I stand and take her into my arms. She fits like a piece I hadn’t realized I’d been missing until I found it.
“I know what you’re thinking,” she says. “You want to do more.”
“Of course I do.”
“What’s next?”
I pull back just enough to look her in the eyes. “We release the video first thing tomorrow. Then we follow it up with Mason and Alexandra’s story, edited and ready. Olivia’s drafting the email to their media rep now.”
“And PulseMatch?”
I smirk. “Let them play checkers. We’re playing chess.”
She grins. “You really think this will work?”
I reach up and tuck a piece of her hair behind her ear. “No, I know it will.”
We stay in that pocket of quiet, bodies pressed together in the darkened studio, until Olivia peeks her head in.
“It's already trending,” she says. “We just leaked a teaser. People are talking. They want more.”
I glance back at Margot.
“They’ll get more,” I say.
Because this isn’t just business anymore. This is personal. And we’re just getting started.
41
MARGOT
I’ve watched Grayson’s video three times now, and each time, it steals the breath from my lungs in a different way. Not because I’m searching for flaws in the delivery or analyzing how it will be received. Not because I need reassurance that we’re doing the right thing. But because there’s something achingly beautiful about hearing the man I love speak with such quiet conviction, about me, about us, about the messy, fragile truth of what we’ve built together.
His voice pours through the speakers of my office, low and deliberate, filling the space like a promise that refuses to be broken. Outside, the skyline is wrapped in soft light, the morning haze gently peeling away as the city stirs beneath it. But in here, where it’s just me and his words, the world holds its breath.
Grayson doesn’t perform. He never has. What he says, he means. Every syllable feels stripped bare, unvarnished by branding or strategy, sharpened only by sincerity.
I sit on the edge of my chair, hand resting on the swell of my belly, and for a moment, everything else fades. The chaos, the headlines, the worry that keeps me up at night. It all vanishes in the warmth of his voice. And then she kicks, twice. Soft and firm. As if she knows. As if she’s responding to the sound of him, to the steadiness in his tone, to the way he says my name like it’s more than just a name, it’s home.

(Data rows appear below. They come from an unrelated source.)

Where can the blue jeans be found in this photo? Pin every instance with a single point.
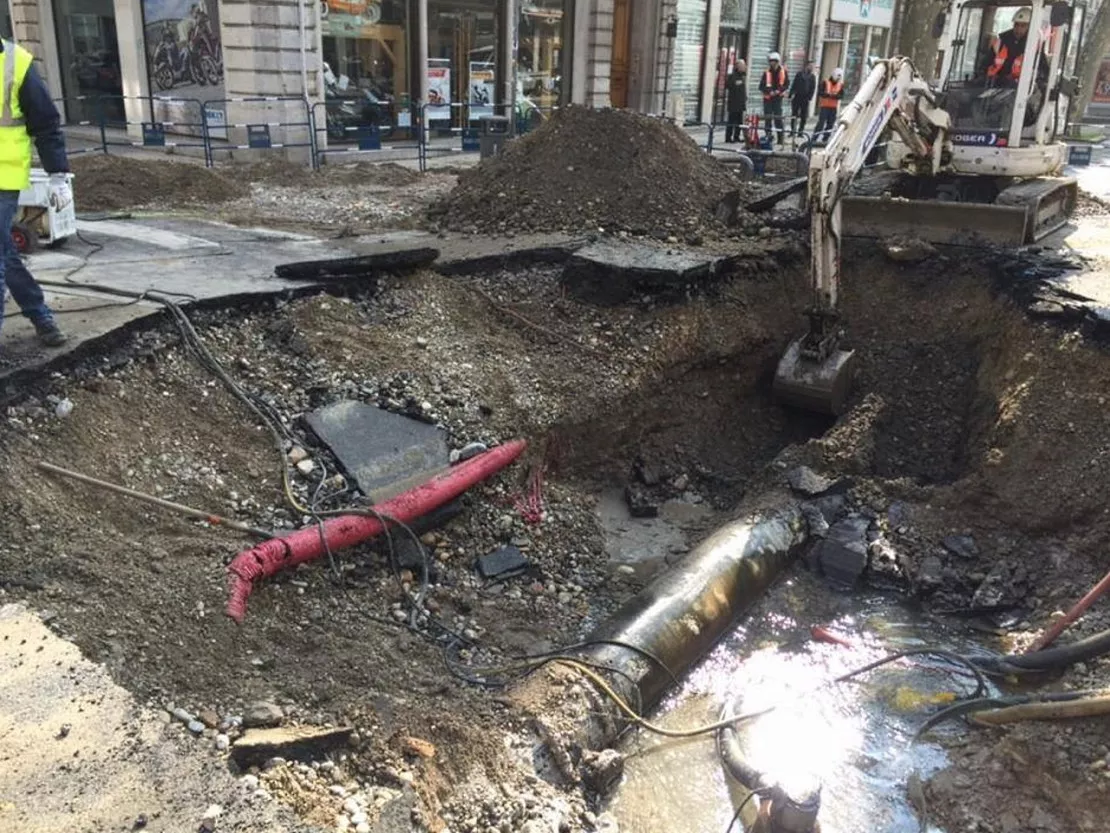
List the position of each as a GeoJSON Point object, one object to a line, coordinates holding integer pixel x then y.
{"type": "Point", "coordinates": [28, 293]}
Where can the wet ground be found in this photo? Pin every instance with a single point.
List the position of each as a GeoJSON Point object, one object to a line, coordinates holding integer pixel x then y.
{"type": "Point", "coordinates": [971, 417]}
{"type": "Point", "coordinates": [857, 738]}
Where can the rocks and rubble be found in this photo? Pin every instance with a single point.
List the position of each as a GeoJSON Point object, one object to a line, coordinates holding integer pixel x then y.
{"type": "Point", "coordinates": [589, 170]}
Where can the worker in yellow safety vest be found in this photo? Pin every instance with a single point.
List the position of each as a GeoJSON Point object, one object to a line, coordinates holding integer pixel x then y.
{"type": "Point", "coordinates": [828, 103]}
{"type": "Point", "coordinates": [27, 117]}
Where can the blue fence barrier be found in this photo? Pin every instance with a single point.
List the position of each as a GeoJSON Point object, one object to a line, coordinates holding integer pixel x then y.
{"type": "Point", "coordinates": [254, 126]}
{"type": "Point", "coordinates": [171, 122]}
{"type": "Point", "coordinates": [339, 130]}
{"type": "Point", "coordinates": [82, 112]}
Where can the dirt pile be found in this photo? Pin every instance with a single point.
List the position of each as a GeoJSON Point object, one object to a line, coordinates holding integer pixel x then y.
{"type": "Point", "coordinates": [107, 182]}
{"type": "Point", "coordinates": [588, 170]}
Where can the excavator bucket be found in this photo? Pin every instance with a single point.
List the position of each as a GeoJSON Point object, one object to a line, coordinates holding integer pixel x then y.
{"type": "Point", "coordinates": [814, 385]}
{"type": "Point", "coordinates": [1023, 213]}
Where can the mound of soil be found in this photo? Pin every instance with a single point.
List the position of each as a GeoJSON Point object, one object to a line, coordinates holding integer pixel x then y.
{"type": "Point", "coordinates": [593, 169]}
{"type": "Point", "coordinates": [107, 182]}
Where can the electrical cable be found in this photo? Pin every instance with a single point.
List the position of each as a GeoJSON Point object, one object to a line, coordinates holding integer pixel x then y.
{"type": "Point", "coordinates": [739, 810]}
{"type": "Point", "coordinates": [676, 733]}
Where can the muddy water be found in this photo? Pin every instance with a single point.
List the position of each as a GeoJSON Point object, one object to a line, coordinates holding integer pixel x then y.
{"type": "Point", "coordinates": [855, 736]}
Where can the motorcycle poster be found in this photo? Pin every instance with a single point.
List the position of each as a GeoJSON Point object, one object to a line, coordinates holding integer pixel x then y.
{"type": "Point", "coordinates": [184, 60]}
{"type": "Point", "coordinates": [439, 91]}
{"type": "Point", "coordinates": [481, 89]}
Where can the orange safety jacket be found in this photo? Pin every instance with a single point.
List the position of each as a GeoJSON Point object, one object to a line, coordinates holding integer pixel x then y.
{"type": "Point", "coordinates": [999, 62]}
{"type": "Point", "coordinates": [831, 91]}
{"type": "Point", "coordinates": [772, 84]}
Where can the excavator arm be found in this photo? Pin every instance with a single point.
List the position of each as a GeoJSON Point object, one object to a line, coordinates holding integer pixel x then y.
{"type": "Point", "coordinates": [815, 373]}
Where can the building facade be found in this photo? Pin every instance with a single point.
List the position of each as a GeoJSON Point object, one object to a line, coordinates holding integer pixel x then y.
{"type": "Point", "coordinates": [193, 64]}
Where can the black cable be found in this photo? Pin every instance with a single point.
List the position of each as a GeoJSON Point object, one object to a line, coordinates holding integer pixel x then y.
{"type": "Point", "coordinates": [739, 810]}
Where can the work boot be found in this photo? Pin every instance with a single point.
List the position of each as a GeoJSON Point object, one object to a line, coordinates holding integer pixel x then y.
{"type": "Point", "coordinates": [50, 333]}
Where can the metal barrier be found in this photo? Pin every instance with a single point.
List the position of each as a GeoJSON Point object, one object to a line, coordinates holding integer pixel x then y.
{"type": "Point", "coordinates": [169, 118]}
{"type": "Point", "coordinates": [362, 137]}
{"type": "Point", "coordinates": [255, 132]}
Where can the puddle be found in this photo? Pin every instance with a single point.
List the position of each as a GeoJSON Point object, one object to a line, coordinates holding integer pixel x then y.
{"type": "Point", "coordinates": [854, 736]}
{"type": "Point", "coordinates": [647, 544]}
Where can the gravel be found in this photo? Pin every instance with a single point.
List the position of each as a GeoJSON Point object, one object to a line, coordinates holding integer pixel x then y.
{"type": "Point", "coordinates": [611, 170]}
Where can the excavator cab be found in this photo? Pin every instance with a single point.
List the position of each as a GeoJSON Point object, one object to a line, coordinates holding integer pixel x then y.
{"type": "Point", "coordinates": [975, 160]}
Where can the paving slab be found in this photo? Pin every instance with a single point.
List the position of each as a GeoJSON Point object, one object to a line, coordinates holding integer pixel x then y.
{"type": "Point", "coordinates": [384, 453]}
{"type": "Point", "coordinates": [468, 253]}
{"type": "Point", "coordinates": [615, 271]}
{"type": "Point", "coordinates": [189, 260]}
{"type": "Point", "coordinates": [79, 753]}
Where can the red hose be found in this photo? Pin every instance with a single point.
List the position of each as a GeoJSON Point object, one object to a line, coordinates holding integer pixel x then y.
{"type": "Point", "coordinates": [308, 544]}
{"type": "Point", "coordinates": [1076, 612]}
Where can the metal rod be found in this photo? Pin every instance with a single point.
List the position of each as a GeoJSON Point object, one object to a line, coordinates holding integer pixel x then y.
{"type": "Point", "coordinates": [179, 508]}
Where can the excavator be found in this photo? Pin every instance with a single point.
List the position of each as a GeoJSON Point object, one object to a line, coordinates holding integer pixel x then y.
{"type": "Point", "coordinates": [975, 158]}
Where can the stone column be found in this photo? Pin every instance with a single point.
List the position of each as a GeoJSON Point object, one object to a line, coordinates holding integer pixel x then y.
{"type": "Point", "coordinates": [265, 53]}
{"type": "Point", "coordinates": [129, 31]}
{"type": "Point", "coordinates": [598, 53]}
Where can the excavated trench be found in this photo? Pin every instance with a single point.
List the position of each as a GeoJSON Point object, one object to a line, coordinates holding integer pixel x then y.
{"type": "Point", "coordinates": [966, 418]}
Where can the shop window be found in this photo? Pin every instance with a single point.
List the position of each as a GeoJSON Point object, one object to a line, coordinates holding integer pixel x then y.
{"type": "Point", "coordinates": [686, 74]}
{"type": "Point", "coordinates": [462, 50]}
{"type": "Point", "coordinates": [538, 73]}
{"type": "Point", "coordinates": [365, 67]}
{"type": "Point", "coordinates": [855, 64]}
{"type": "Point", "coordinates": [89, 56]}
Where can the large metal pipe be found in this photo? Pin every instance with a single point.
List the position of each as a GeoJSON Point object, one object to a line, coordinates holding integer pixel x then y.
{"type": "Point", "coordinates": [682, 614]}
{"type": "Point", "coordinates": [658, 635]}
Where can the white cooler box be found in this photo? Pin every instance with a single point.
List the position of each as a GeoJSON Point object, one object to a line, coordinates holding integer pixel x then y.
{"type": "Point", "coordinates": [38, 222]}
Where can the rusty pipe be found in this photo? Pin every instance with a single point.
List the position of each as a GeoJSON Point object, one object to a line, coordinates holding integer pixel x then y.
{"type": "Point", "coordinates": [680, 615]}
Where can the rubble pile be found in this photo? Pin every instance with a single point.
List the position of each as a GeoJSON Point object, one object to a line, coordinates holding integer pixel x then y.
{"type": "Point", "coordinates": [589, 170]}
{"type": "Point", "coordinates": [108, 183]}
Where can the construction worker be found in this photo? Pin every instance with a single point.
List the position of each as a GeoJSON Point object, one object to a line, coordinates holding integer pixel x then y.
{"type": "Point", "coordinates": [27, 114]}
{"type": "Point", "coordinates": [774, 84]}
{"type": "Point", "coordinates": [1003, 63]}
{"type": "Point", "coordinates": [736, 100]}
{"type": "Point", "coordinates": [828, 103]}
{"type": "Point", "coordinates": [801, 92]}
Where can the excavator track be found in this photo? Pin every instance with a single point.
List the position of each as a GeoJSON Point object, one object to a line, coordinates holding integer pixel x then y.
{"type": "Point", "coordinates": [1022, 213]}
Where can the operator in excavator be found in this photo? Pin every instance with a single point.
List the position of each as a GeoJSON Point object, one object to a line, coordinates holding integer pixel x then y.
{"type": "Point", "coordinates": [1002, 64]}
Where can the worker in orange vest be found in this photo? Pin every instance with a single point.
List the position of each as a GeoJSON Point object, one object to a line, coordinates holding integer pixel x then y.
{"type": "Point", "coordinates": [773, 84]}
{"type": "Point", "coordinates": [828, 103]}
{"type": "Point", "coordinates": [1005, 67]}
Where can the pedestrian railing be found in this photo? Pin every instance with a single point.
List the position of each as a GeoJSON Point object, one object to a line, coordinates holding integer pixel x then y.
{"type": "Point", "coordinates": [260, 123]}
{"type": "Point", "coordinates": [172, 122]}
{"type": "Point", "coordinates": [337, 131]}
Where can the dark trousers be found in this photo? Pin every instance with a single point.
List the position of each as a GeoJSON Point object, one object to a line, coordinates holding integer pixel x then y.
{"type": "Point", "coordinates": [773, 111]}
{"type": "Point", "coordinates": [826, 120]}
{"type": "Point", "coordinates": [28, 293]}
{"type": "Point", "coordinates": [799, 113]}
{"type": "Point", "coordinates": [734, 129]}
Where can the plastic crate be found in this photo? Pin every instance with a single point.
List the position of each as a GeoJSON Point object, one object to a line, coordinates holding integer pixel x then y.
{"type": "Point", "coordinates": [1079, 154]}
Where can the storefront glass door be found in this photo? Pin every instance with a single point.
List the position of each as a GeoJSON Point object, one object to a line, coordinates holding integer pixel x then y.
{"type": "Point", "coordinates": [89, 56]}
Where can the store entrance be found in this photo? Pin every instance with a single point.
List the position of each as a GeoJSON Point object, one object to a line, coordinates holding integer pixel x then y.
{"type": "Point", "coordinates": [733, 46]}
{"type": "Point", "coordinates": [89, 56]}
{"type": "Point", "coordinates": [462, 43]}
{"type": "Point", "coordinates": [622, 49]}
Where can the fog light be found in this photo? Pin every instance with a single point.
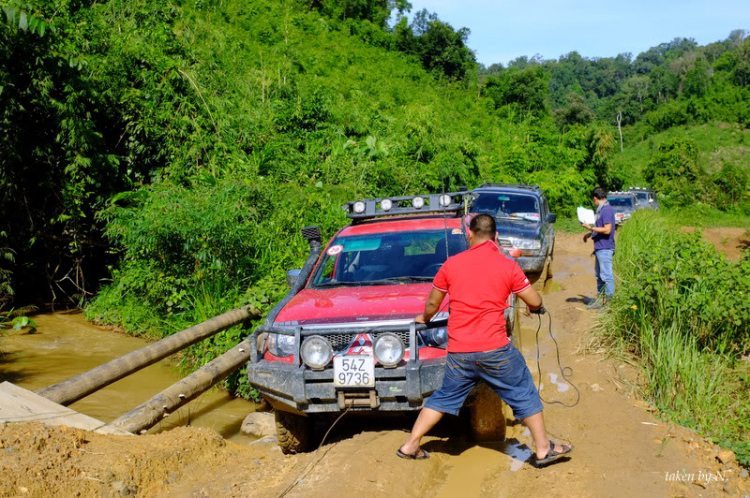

“You’re his,” I whisper, voice catching. “And he’s yours.”
I’m not someone who cries easily. I’ve spent most of my life mastering the art of composure, wearing it like armor. But something about this moment, this man, this baby, this quiet sacred space between battles, unravels me.
I don’t check the flood of messages pouring into my phone. I don’t open the news alerts or the emails or the investor pings. Not yet. Because for once, I want to sit in the silence after love is spoken aloud.
***
By midday, the studio downtown hums with quiet urgency. The air is chilled, likely to keep the talent from sweating beneath the hot lights, and everything smells faintly of citrus water and dry shampoo. It’s the kind of space that’s designed to soothe, but never lets you forget that you’re about to be watched.
The walls are sleek, covered in soft gray panels and minimalist artwork that probably costs more than my first apartment. The chairs are velvet, the lighting diffused to mimic late-afternoon sunlight. A set designer flits past, adjusting pillows that no one will sit on.
Olivia moves through the space like she owns it. Her heels click softly over the polished floors, her headset tilted just enough to remind everyone she’s in control. She checks lighting angles, double-checks the host’s prep notes, then spins on her heel to study me.
“No shimmer,” she says to the makeup artist, her voice low but absolute. “Keep her radiant. Not glowy. There’s a difference.”
I smirk. “You know I’m sitting right here, yes?”
She spares me a glance. “You look like a woman who has already won. Let’s make sure everyone else knows it too.”